Attendu pour lutter contre les violences sexuelles, le plan du ministre de l’Education nationale reçoit un accueil montrant… qu’il est indispensable de renforcer sérieusement l’éducation à la sexualité à l’école.
« J’ai saisi le Conseil supérieur des programmes afin qu’il élabore un programme d’éducation à la sexualité, comme il en existe pour toutes les matières. Formation, ressources pédagogiques : tenons nos engagements et enseignons les trois séances annuelles. » a annoncé Pap Ndiaye, le ministre de l’Education nationale, ce mercredi matin devant la délégation aux Droits des femmes de l’Assemblée nationale.

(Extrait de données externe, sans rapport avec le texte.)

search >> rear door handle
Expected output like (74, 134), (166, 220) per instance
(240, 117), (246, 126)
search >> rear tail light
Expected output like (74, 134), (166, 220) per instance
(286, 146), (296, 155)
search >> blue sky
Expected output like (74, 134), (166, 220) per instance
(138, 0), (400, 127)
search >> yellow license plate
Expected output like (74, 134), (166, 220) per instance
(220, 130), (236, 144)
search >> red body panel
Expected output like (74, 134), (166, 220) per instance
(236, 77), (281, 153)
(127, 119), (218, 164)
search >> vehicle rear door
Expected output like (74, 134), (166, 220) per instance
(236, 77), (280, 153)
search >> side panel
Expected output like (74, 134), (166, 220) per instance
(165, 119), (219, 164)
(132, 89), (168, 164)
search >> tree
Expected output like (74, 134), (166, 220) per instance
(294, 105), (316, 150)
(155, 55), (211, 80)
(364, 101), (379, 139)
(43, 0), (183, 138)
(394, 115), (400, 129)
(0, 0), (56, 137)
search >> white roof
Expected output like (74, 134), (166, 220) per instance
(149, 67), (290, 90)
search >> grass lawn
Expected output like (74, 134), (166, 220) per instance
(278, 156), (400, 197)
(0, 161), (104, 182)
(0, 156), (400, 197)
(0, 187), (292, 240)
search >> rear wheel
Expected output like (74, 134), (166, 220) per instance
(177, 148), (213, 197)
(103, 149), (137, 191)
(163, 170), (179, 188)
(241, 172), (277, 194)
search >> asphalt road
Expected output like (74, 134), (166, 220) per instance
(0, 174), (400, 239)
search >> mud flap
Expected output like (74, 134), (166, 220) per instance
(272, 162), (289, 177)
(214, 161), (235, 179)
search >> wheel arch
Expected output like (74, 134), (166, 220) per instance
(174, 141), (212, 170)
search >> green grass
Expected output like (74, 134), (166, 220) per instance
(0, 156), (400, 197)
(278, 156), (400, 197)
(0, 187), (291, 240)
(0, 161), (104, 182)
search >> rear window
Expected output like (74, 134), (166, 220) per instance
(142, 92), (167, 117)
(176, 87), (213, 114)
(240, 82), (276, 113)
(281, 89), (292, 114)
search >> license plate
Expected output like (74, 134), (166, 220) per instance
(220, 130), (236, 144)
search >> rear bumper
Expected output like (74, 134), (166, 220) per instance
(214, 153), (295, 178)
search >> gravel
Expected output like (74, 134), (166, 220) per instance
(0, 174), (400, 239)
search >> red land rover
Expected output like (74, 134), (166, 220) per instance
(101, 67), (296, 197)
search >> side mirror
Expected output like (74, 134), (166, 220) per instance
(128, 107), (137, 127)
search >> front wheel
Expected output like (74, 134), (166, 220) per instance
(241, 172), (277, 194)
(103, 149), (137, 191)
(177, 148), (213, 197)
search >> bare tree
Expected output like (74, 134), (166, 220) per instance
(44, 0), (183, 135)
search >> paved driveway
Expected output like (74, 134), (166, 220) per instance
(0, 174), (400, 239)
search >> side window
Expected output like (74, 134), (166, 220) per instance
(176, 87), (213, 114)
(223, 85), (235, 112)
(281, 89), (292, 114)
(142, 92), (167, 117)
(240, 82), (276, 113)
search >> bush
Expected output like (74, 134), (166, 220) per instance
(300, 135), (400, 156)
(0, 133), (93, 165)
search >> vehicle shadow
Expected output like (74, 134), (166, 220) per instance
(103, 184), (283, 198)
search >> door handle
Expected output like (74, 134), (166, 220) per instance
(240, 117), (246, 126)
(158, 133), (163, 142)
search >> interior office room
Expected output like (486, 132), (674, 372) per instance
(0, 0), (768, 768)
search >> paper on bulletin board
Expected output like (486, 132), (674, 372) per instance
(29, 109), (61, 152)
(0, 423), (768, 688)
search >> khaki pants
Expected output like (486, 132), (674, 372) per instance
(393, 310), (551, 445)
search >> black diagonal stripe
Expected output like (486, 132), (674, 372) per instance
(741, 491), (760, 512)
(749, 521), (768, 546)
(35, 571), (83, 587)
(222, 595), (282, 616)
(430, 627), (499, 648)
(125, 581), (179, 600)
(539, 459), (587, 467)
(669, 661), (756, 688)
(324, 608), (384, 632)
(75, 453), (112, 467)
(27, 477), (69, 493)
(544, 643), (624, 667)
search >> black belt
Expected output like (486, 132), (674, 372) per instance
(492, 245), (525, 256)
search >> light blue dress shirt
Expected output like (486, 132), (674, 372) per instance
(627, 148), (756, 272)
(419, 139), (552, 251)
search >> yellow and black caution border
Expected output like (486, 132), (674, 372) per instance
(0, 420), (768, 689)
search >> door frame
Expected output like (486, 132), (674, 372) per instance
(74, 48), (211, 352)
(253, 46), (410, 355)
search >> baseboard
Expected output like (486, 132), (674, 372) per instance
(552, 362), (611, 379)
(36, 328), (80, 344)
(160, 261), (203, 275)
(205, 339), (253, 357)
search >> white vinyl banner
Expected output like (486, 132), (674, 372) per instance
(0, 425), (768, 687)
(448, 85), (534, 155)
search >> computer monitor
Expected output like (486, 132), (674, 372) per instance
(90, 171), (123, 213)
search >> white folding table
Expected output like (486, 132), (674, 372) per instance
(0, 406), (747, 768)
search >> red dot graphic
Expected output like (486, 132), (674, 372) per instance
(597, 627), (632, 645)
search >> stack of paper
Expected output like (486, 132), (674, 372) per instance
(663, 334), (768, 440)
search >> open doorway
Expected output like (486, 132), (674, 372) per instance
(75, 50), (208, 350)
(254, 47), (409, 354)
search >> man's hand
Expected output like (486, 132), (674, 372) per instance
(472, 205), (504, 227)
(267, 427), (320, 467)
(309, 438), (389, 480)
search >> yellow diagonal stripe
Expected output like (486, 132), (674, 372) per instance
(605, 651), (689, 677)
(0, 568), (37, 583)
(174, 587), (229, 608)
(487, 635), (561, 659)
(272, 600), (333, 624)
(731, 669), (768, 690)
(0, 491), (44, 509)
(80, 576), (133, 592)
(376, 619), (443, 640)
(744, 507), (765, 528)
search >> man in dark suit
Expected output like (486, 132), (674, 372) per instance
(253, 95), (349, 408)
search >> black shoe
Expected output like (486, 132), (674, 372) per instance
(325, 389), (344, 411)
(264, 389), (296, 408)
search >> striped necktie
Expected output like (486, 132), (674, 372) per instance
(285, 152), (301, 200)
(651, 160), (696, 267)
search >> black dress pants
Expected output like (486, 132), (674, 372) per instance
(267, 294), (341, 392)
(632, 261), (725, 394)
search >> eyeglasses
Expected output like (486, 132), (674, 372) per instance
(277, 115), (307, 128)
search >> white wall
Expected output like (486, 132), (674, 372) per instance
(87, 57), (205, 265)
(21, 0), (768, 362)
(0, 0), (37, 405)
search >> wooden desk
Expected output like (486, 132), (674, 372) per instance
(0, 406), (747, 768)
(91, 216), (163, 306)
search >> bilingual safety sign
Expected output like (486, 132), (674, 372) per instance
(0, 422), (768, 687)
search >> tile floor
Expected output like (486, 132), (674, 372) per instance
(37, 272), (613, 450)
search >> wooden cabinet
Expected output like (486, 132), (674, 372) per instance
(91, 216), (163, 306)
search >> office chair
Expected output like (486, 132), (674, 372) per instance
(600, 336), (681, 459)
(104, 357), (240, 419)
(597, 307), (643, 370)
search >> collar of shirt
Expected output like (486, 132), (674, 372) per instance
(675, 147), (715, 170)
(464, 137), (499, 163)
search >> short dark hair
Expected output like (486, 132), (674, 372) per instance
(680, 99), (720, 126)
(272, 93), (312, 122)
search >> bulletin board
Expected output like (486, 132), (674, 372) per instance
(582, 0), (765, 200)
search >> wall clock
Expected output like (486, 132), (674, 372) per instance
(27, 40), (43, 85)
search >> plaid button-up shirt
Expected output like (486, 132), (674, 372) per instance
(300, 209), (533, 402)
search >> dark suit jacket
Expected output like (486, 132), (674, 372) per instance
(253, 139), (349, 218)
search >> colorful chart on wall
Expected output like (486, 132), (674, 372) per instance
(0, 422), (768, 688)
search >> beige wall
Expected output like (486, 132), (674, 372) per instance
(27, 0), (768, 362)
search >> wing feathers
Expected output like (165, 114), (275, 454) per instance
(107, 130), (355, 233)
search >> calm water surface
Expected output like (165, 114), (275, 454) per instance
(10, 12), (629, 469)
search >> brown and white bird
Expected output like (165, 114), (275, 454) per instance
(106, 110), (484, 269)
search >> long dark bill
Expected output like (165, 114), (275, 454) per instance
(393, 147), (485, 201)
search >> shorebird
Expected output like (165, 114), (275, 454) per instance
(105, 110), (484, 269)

Le Conseil supérieur des programmes devra proposer, pour chaque niveau d’enseignement, un programme précisant les thèmes et les notions qui devront être abordés. « Les propositions du Conseil supérieur des programmes, attendues d’ici à novembre 2023, devront accorder une place particulière à l’égalité filles-garçons, à la lutte contre toutes les formes de discriminations liées à l’identité de genre ou l’orientation sexuelle réelle ou supposée, ainsi qu’à la notion de consentement. » précise un communiqué du ministère. Le ministre prévoit que sur la base de ce programme, « des ressources pédagogiques seront élaborées afin d’accompagner les personnels de l’Éducation nationale. » Ce plan « sera déployé durant l’année scolaire 2023-2024 », a annoncé le ministère. « Structuré par cycles, ce programme sera adapté à chaque niveau afin de couvrir les trois champs de l’éducation à la sexualité : biologique, psycho-émotionnel et juridique et social ».
Jusqu’ici, le code de l’Éducation, prévoyait, depuis 2001, pour les élèves des écoles, collèges et lycées, au moins trois séances annuelles d’éducation à la sexualité, y compris une sensibilisation aux violences sexistes et sexuelles. Mais dans les faits, ces séances n’avaient pas toujours lieu.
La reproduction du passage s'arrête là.